La sicurezza nell’ erogazione del latte crudo

Tra il 2006 e il 2008, quando i distributori di latte crudo si stavano diffondendo, si verificarono 9 casi sospetti di sindrome emolitico-uremica, un’infezione grave ai reni causata da un batterio, l’Escherichia coli 0157. L’infezione ha colpito i bambini, compromettendo la funzionalità dei reni, fino alla dialisi. Si sospettò che i contagi fossero provocati dal latte non pastorizzato e dalla carne cruda.

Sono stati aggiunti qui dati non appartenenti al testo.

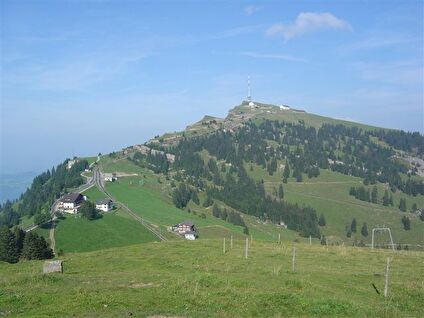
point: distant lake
(13, 184)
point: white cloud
(307, 22)
(249, 10)
(405, 72)
(274, 56)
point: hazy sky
(82, 77)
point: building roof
(104, 201)
(71, 197)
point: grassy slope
(76, 234)
(195, 279)
(329, 194)
(93, 194)
(151, 200)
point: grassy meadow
(195, 279)
(114, 229)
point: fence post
(386, 277)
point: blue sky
(82, 77)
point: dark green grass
(195, 279)
(76, 234)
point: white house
(71, 202)
(104, 205)
(190, 235)
(110, 177)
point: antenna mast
(249, 96)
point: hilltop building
(110, 177)
(71, 202)
(186, 229)
(104, 205)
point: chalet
(71, 202)
(190, 235)
(184, 227)
(110, 177)
(104, 205)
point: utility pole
(386, 277)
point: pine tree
(386, 200)
(208, 201)
(281, 192)
(321, 220)
(195, 198)
(9, 251)
(414, 208)
(374, 195)
(402, 205)
(406, 223)
(353, 226)
(323, 240)
(364, 229)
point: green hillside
(195, 279)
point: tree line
(44, 190)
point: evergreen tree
(374, 195)
(216, 212)
(208, 201)
(321, 220)
(386, 200)
(402, 205)
(281, 191)
(406, 223)
(353, 226)
(195, 198)
(9, 251)
(414, 208)
(364, 229)
(323, 240)
(286, 172)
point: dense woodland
(16, 244)
(303, 151)
(44, 190)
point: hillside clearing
(195, 279)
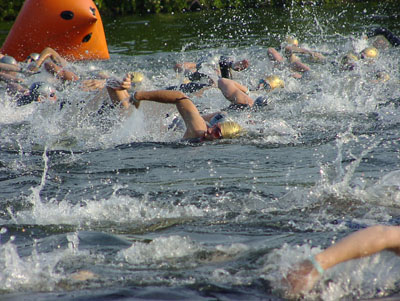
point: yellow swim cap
(274, 82)
(136, 77)
(382, 76)
(292, 41)
(369, 52)
(230, 129)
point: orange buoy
(71, 27)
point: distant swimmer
(197, 127)
(387, 34)
(291, 53)
(350, 60)
(302, 277)
(37, 92)
(238, 94)
(205, 73)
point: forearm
(9, 67)
(394, 40)
(9, 78)
(360, 244)
(162, 96)
(119, 97)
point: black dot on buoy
(87, 38)
(67, 15)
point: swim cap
(41, 89)
(8, 60)
(33, 57)
(275, 81)
(382, 76)
(261, 101)
(136, 77)
(350, 57)
(380, 42)
(292, 41)
(369, 52)
(230, 129)
(220, 117)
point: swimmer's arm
(93, 84)
(60, 72)
(359, 244)
(195, 124)
(8, 78)
(394, 40)
(44, 55)
(186, 66)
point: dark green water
(157, 219)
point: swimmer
(238, 94)
(350, 60)
(294, 62)
(37, 92)
(197, 127)
(387, 34)
(302, 277)
(53, 63)
(223, 66)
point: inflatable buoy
(71, 27)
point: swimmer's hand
(134, 101)
(33, 66)
(317, 57)
(241, 65)
(93, 84)
(301, 278)
(119, 85)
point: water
(153, 218)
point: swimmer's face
(213, 133)
(51, 96)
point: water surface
(155, 218)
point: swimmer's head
(380, 42)
(33, 57)
(291, 40)
(223, 130)
(40, 91)
(271, 82)
(230, 129)
(369, 53)
(275, 82)
(8, 60)
(136, 77)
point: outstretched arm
(44, 55)
(195, 124)
(359, 244)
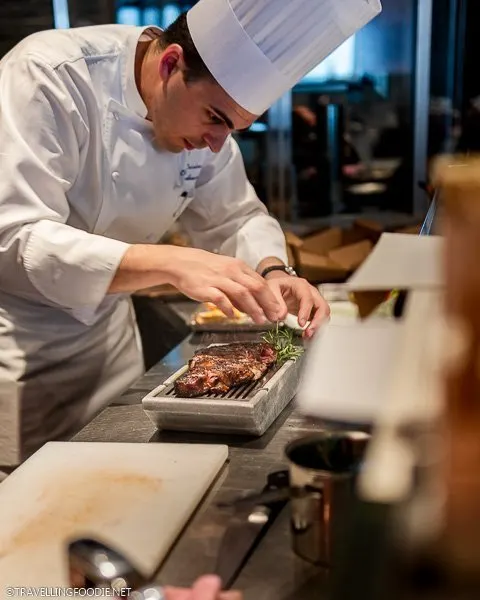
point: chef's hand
(205, 588)
(301, 298)
(225, 281)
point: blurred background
(357, 134)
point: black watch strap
(283, 268)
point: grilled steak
(220, 368)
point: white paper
(348, 369)
(401, 261)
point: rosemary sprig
(281, 338)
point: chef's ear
(170, 60)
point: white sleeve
(226, 215)
(42, 133)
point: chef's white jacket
(81, 180)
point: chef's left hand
(301, 298)
(207, 587)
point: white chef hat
(258, 49)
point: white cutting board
(135, 497)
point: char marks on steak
(219, 368)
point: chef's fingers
(303, 292)
(206, 588)
(220, 300)
(321, 311)
(242, 298)
(271, 303)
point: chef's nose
(215, 141)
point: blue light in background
(339, 65)
(170, 14)
(129, 15)
(258, 127)
(61, 17)
(152, 15)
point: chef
(108, 136)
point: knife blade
(247, 527)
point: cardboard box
(329, 255)
(354, 369)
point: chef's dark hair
(178, 33)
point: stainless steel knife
(247, 527)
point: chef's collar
(132, 97)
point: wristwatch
(288, 270)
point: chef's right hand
(225, 281)
(205, 588)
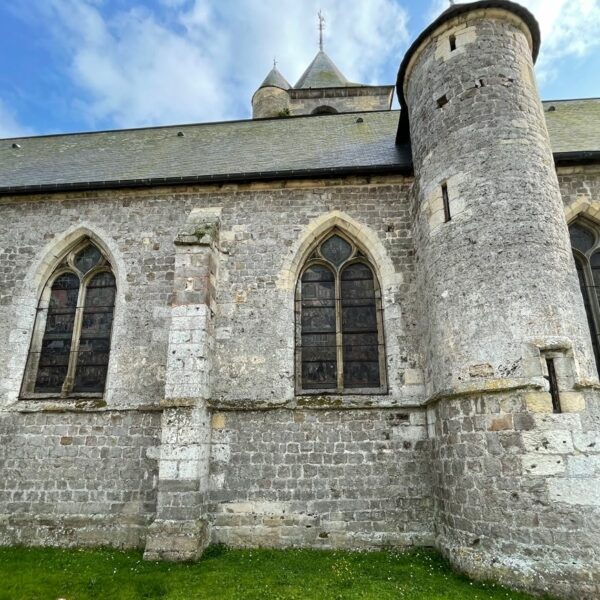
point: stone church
(334, 325)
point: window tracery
(339, 333)
(71, 342)
(585, 241)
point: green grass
(49, 574)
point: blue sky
(80, 65)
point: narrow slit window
(339, 337)
(446, 202)
(585, 243)
(553, 382)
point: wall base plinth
(176, 541)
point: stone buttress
(502, 319)
(180, 531)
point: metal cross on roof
(321, 27)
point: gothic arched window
(585, 240)
(71, 341)
(339, 333)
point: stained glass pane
(585, 292)
(319, 363)
(94, 342)
(336, 249)
(359, 327)
(581, 238)
(56, 344)
(87, 258)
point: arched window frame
(591, 300)
(357, 255)
(66, 265)
(324, 109)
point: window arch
(339, 329)
(585, 241)
(324, 109)
(71, 340)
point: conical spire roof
(275, 79)
(322, 72)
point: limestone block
(548, 442)
(583, 492)
(218, 421)
(539, 402)
(537, 464)
(176, 541)
(572, 402)
(584, 466)
(587, 442)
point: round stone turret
(271, 99)
(505, 339)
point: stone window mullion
(75, 340)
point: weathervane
(321, 27)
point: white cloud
(202, 61)
(568, 27)
(9, 125)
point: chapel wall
(361, 457)
(77, 479)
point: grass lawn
(50, 574)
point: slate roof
(321, 73)
(244, 150)
(275, 79)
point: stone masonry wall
(254, 323)
(513, 487)
(324, 478)
(109, 466)
(77, 479)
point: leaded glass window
(339, 337)
(585, 240)
(71, 342)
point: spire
(321, 73)
(321, 27)
(275, 79)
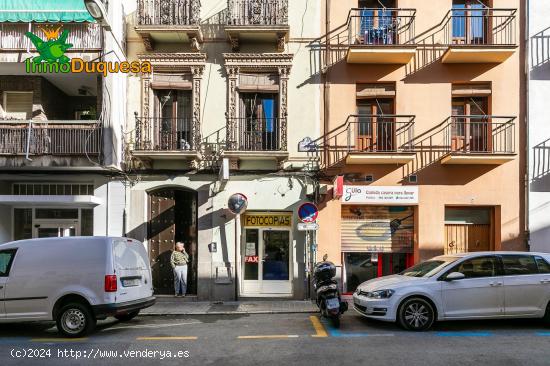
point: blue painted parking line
(464, 334)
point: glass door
(266, 262)
(175, 131)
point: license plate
(333, 303)
(130, 283)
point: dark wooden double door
(172, 218)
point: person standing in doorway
(179, 260)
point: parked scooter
(326, 288)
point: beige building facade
(232, 92)
(424, 132)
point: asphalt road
(278, 339)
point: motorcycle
(328, 297)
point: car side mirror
(453, 276)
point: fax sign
(308, 212)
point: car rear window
(543, 265)
(519, 265)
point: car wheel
(75, 320)
(127, 317)
(416, 314)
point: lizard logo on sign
(52, 59)
(53, 49)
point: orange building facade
(423, 145)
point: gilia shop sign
(268, 219)
(380, 195)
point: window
(542, 265)
(18, 105)
(478, 267)
(469, 22)
(519, 265)
(376, 124)
(175, 123)
(376, 3)
(6, 259)
(22, 223)
(56, 213)
(427, 269)
(260, 125)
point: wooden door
(463, 238)
(161, 239)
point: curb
(233, 312)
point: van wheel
(75, 320)
(546, 317)
(127, 317)
(416, 314)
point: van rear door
(6, 260)
(132, 269)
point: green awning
(53, 11)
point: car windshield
(428, 268)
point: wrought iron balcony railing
(367, 134)
(480, 135)
(257, 12)
(380, 27)
(165, 134)
(480, 26)
(256, 134)
(168, 12)
(50, 137)
(84, 37)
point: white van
(74, 281)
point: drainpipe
(326, 83)
(526, 123)
(29, 131)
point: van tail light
(110, 283)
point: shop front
(266, 254)
(376, 239)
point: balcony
(487, 140)
(174, 21)
(379, 36)
(60, 138)
(256, 138)
(479, 35)
(369, 139)
(165, 138)
(85, 37)
(257, 21)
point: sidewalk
(180, 306)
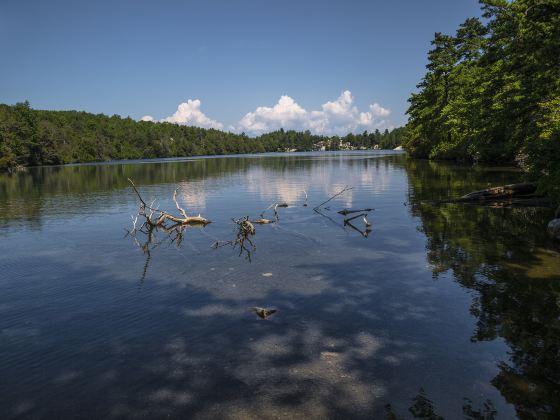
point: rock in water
(554, 229)
(263, 312)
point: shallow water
(444, 310)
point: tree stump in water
(505, 191)
(553, 229)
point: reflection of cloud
(193, 196)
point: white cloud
(338, 117)
(335, 117)
(189, 113)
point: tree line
(30, 137)
(491, 93)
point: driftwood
(346, 212)
(245, 231)
(498, 193)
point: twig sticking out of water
(346, 212)
(245, 231)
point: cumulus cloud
(189, 113)
(339, 117)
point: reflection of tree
(423, 408)
(27, 196)
(501, 255)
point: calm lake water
(441, 310)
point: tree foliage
(491, 92)
(31, 137)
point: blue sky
(339, 65)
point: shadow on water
(505, 258)
(363, 328)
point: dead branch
(346, 212)
(262, 221)
(364, 232)
(246, 229)
(354, 217)
(502, 192)
(164, 216)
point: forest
(491, 93)
(30, 137)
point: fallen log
(504, 191)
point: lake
(447, 310)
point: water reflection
(505, 258)
(459, 302)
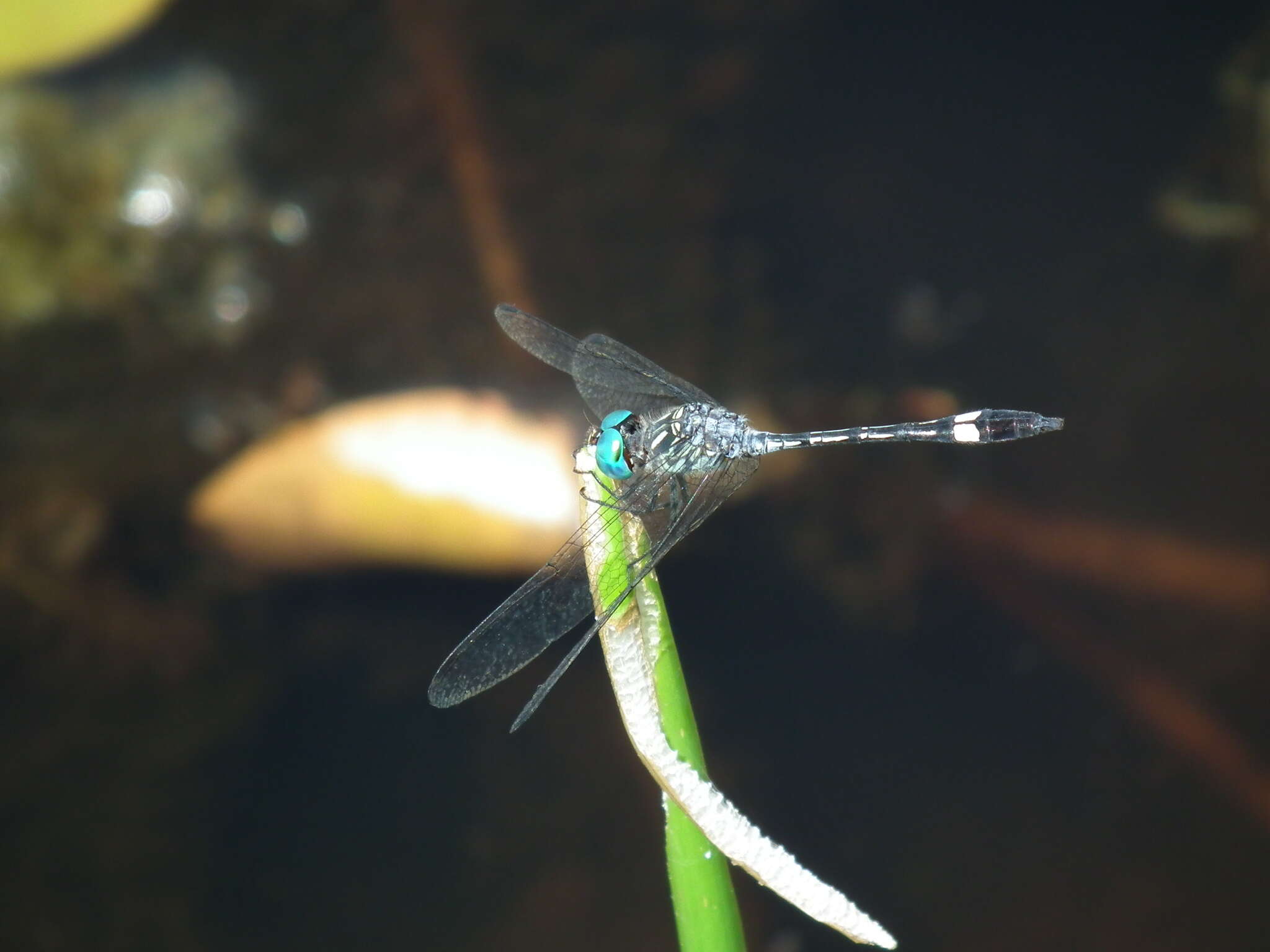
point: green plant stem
(706, 915)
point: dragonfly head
(613, 456)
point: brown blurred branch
(430, 35)
(1133, 562)
(997, 541)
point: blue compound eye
(615, 418)
(610, 454)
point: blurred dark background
(1013, 699)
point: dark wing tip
(442, 695)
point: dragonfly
(673, 455)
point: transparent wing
(553, 601)
(609, 375)
(706, 495)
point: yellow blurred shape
(441, 478)
(38, 35)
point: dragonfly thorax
(695, 437)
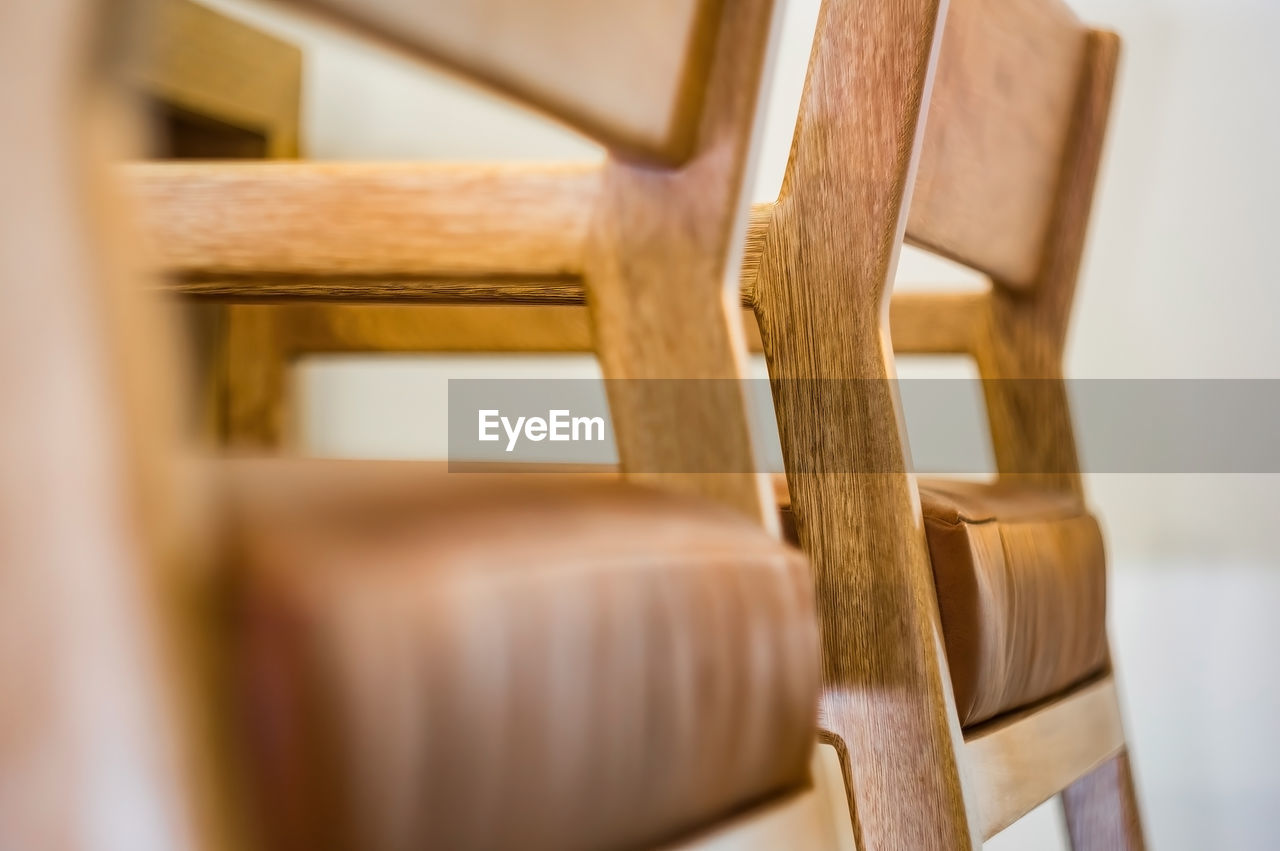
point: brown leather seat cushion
(1022, 591)
(498, 662)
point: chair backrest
(1000, 120)
(632, 74)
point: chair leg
(1102, 809)
(257, 373)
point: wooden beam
(321, 220)
(937, 323)
(1020, 762)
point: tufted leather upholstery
(1020, 577)
(497, 662)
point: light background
(1178, 283)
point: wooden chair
(965, 657)
(327, 655)
(915, 617)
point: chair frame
(826, 310)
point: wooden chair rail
(1019, 762)
(421, 233)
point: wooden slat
(571, 58)
(662, 271)
(824, 278)
(996, 135)
(1018, 763)
(397, 232)
(216, 67)
(315, 219)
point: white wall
(1179, 282)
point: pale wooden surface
(1019, 762)
(661, 275)
(823, 287)
(1102, 809)
(571, 58)
(814, 819)
(999, 124)
(1031, 421)
(96, 719)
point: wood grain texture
(379, 232)
(1019, 762)
(1102, 809)
(999, 123)
(662, 286)
(570, 58)
(823, 287)
(927, 323)
(430, 220)
(219, 68)
(816, 819)
(225, 90)
(1022, 347)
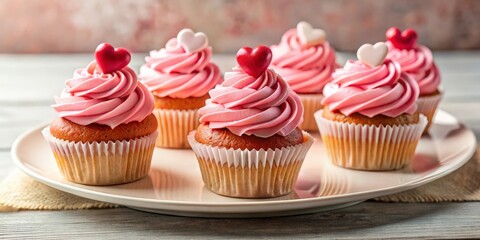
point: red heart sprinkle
(254, 61)
(110, 59)
(401, 40)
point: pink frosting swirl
(418, 63)
(108, 99)
(174, 73)
(306, 69)
(262, 106)
(371, 91)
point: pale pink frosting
(418, 63)
(370, 91)
(306, 69)
(174, 73)
(262, 106)
(108, 99)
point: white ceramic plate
(174, 185)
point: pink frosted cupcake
(180, 76)
(106, 130)
(248, 144)
(369, 121)
(306, 61)
(417, 61)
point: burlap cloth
(20, 192)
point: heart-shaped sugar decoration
(372, 55)
(401, 40)
(254, 61)
(309, 36)
(111, 59)
(192, 42)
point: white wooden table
(29, 82)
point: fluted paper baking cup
(311, 104)
(428, 106)
(250, 173)
(174, 126)
(370, 147)
(102, 163)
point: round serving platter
(174, 185)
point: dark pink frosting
(370, 91)
(108, 99)
(306, 69)
(175, 73)
(418, 63)
(262, 106)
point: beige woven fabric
(20, 192)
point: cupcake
(369, 121)
(417, 61)
(248, 144)
(106, 131)
(306, 61)
(179, 77)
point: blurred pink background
(63, 26)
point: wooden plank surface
(25, 97)
(367, 220)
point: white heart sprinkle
(192, 42)
(310, 36)
(372, 55)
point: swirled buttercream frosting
(115, 98)
(370, 91)
(262, 106)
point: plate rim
(76, 189)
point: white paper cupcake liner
(174, 126)
(311, 104)
(369, 147)
(428, 106)
(250, 173)
(102, 163)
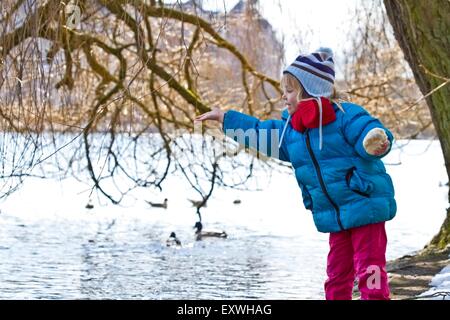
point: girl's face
(290, 98)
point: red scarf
(307, 114)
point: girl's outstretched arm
(262, 136)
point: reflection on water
(64, 259)
(51, 247)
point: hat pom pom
(326, 50)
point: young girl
(335, 150)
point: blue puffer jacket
(341, 184)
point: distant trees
(110, 71)
(422, 30)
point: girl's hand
(376, 142)
(215, 114)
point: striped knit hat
(315, 72)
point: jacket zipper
(322, 183)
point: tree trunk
(422, 29)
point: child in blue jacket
(335, 150)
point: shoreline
(410, 275)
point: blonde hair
(289, 80)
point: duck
(89, 205)
(200, 233)
(173, 241)
(158, 205)
(198, 203)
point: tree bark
(421, 28)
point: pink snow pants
(358, 252)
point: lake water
(52, 247)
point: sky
(324, 22)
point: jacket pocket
(357, 184)
(307, 199)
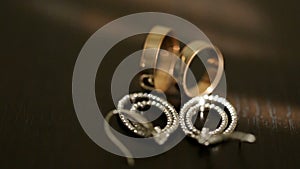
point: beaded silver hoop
(160, 135)
(199, 103)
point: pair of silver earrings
(133, 119)
(132, 107)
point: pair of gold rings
(162, 52)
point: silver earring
(133, 119)
(225, 131)
(159, 135)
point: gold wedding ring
(159, 56)
(213, 62)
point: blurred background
(40, 43)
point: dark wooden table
(40, 41)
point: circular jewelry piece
(199, 103)
(213, 62)
(159, 54)
(193, 111)
(160, 135)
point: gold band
(213, 62)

I casi segnalati erano distribuiti in tutta Italia, con maggiore frequenza nelle regioni padane, attorno a Roma, in Campania e Puglia.
Tuttavia non vi era nessuna correlazione certa tra i nove casi accertati sindrome emolitico-uremica e il consumo di latte crudo, infatti il ceppo batterico infetta diversi alimenti, principalmente vegetali freschi e carni conservate ed è presente nell’ambiente.
Il rischio era comunque grande: la chiusura di tutti i distributori di latte crudo con un enorme danno per gli allevatori.

Il Sottosegretario alla Salute Francesca Martini firmò quindi un’ordinanza con le misure da adottare per garantire la sicurezza dei cittadini in merito all’erogazione di latte crudo nei distributori automatici, entrata in vigore il 14 gennaio 2009.
Tale ordinanza previde:
1.l’obbligo di riportare sulle macchinette erogatrici e sulle bottiglie l’indicazione, oltre a quanto già previsto dall’Intesa Stato Regioni del 25 gennaio 2007, che il latte deve essere consumato previa bollitura;
2.l’indicazione, verrà riportata in maniera ben visibile ed a caratteri in rosso, come data massima di scadenza il 3° giorno dalla data della messa a disposizione del consumatore;
3.la sospensione della commercializzazione di latte crudo attraverso macchine erogatrici non rispondenti ai requisiti;
4.il divieto di somministrazione di latte crudo nell’ambito della ristorazione collettiva;
5.che il responsabile della macchina erogatrice debba escludere la disponibilità di contenitori destinati al consumo in loco del prodotto.
La Coldiretti ritenne “pesante e ingiustificata” questa ordinanza.
La prima reazione di un dirigente dell’associazione: “Prevedere la bollitura è davvero assurdo, il batterio della Escherichia coli muore a 70°. Così si uccidono tutte le proprietà organolettiche del latte crudo. Allora perché non prevedono un provvedimento analogo anche per il latte fresco, quello pastorizzato per intenderci”. Il latte pastorizzato, infatti, viene portato a una temperatura di 60-70°, e non a 105° come in caso di bollitura.